In the above described embodiment, by deciding the timing to change the rolling condition during rolling of the next pass on the basis of the position of the detected edge crack in the longitudinal of the metal plate, it is possible to suppress growth of an edge crack during rolling while suppressing deterioration of the production efficiency.



FIG. 8 is a flowchart of an operation method for a rolling mill apparatus 2 according to an embodiment. The flowchart in FIG. 8 is for a reverse mill (see FIGS. 1 and 2). In the present embodiment, if the edge crack sensor 30 detects an edge crack during rolling of a M-th pass (S502), the rolling condition decision part 54 decides whether it is possible to carry out rolling of the next (M+1) pass on the basis of the size of the detected edge crack.


In step S504, if the size of the edge crack is larger than a predetermined value, it is determined that the rolling of the next pass is not viable (No in S504), and rolling of the metal plate S is stopped (S505). Conversely, in step S504, if the size of the edge crack is not larger than predetermined value, it is determined that the rolling of the next pass is viable (Yes in S504).


Next, the rolling condition decision part 54 decides whether it is necessary to change the pass schedule (i.e., change the target plate thickness) for the rolling of the next (M+1)-th pass (S506). In step S506, the above determination may be performed on the basis of the size of the edge crack detected in step S502. For instance, it may be determined that it is necessary to set the target thickness to be larger than the originally set thickness if the size of the edge crack is larger than a predetermined value. Alternatively, in step S506, the necessity to change the pass schedule may be determined on the basis of the stress applied to the edge crack or the shape of the edge crack. If it is determined that it is necessary to change the pass schedule in step S506 (Yes in S506), the pass schedule is changed (that is, the target thickness of the rolling mill apparatus 2 is changed; step S508).


Next, the rolling mill apparatus 2 rolls the metal plate S along the next (M+1)-th pass while tracking the position of the edge crack portion (S510).

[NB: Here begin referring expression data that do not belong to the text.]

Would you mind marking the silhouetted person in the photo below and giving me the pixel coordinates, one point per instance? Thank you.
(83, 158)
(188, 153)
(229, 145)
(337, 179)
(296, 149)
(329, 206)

In step S510, for instance, the position of the edge crack in the longitudinal direction of the metal plate S is calculated on the basis of the detection result of the edge crack sensor 30 in step S502. The rolling condition may be changed before or after the point of the time when the edge crack portion starts from the unwinder 4 on the basis of the position of the edge crack calculated accordingly. For instance, the tension of the end portion of the metal plate S may be reduced, or the advance speed of the metal plate S may be reduced in the period from the second point of time when the edge crack portion starts from the unwinder 4 to the third point of time when the edge crack portion is rewound by the rewinder, compared to the period from the first point of time when rolling of the (M+1)-th pass is started to the second point of time.


As described above, in a case where the rolling mill apparatus 2 is a reverse mill, by deciding the rolling condition for the next and subsequent passes on the basis of the detection results of the edge crack sensor 30 during rolling, it is possible to suppress growth of an edge crack and plate breakage during rolling of the next and subsequent passes effectively.


Hereinafter, a control device for a rolling mill apparatus, a rolling mill facility, and an operation method for a rolling mill apparatus will be described in summary.


(1) According to at least one embodiment of the present invention, a control device for a rolling mill apparatus including at least one rolling mill stand for rolling a metal plate includes: a detection signal acquisition part for receiving, from an edge crack sensor, a detection signal of an edge crack at an end portion of the metal plate in a plate width direction; and a rolling condition decision part for deciding a rolling condition for the rolling mill apparatus. The rolling condition decision part is configured to change, if the detection signal acquisition part receives the detection signal of the edge crack, the rolling condition for the rolling mill apparatus from a first rolling condition immediately before detection of the edge crack to a second rolling condition which is more capable of suppressing growth of the edge crack than the first rolling condition.


With the above configuration (1), the rolling condition for the rolling mill apparatus is changed to a rolling condition that is capable of suppressing growth of an edge crack (the second rolling condition) in response to detection of an edge crack at an end portion of the metal plate in the plate width direction, and thus it is possible to suppress growth of an edge crack during rolling or plate breakage due to growth of an edge crack.


(2) In some embodiments, in the above configuration (1), the rolling condition decision part is configured to maintain the rolling condition for the rolling mill apparatus to the second rolling condition after the detection signal acquisition part receives the detection signal of the edge crack and at least until a portion of the metal plate which includes the edge crack portion is rewound by a rewinder of the rolling mill apparatus.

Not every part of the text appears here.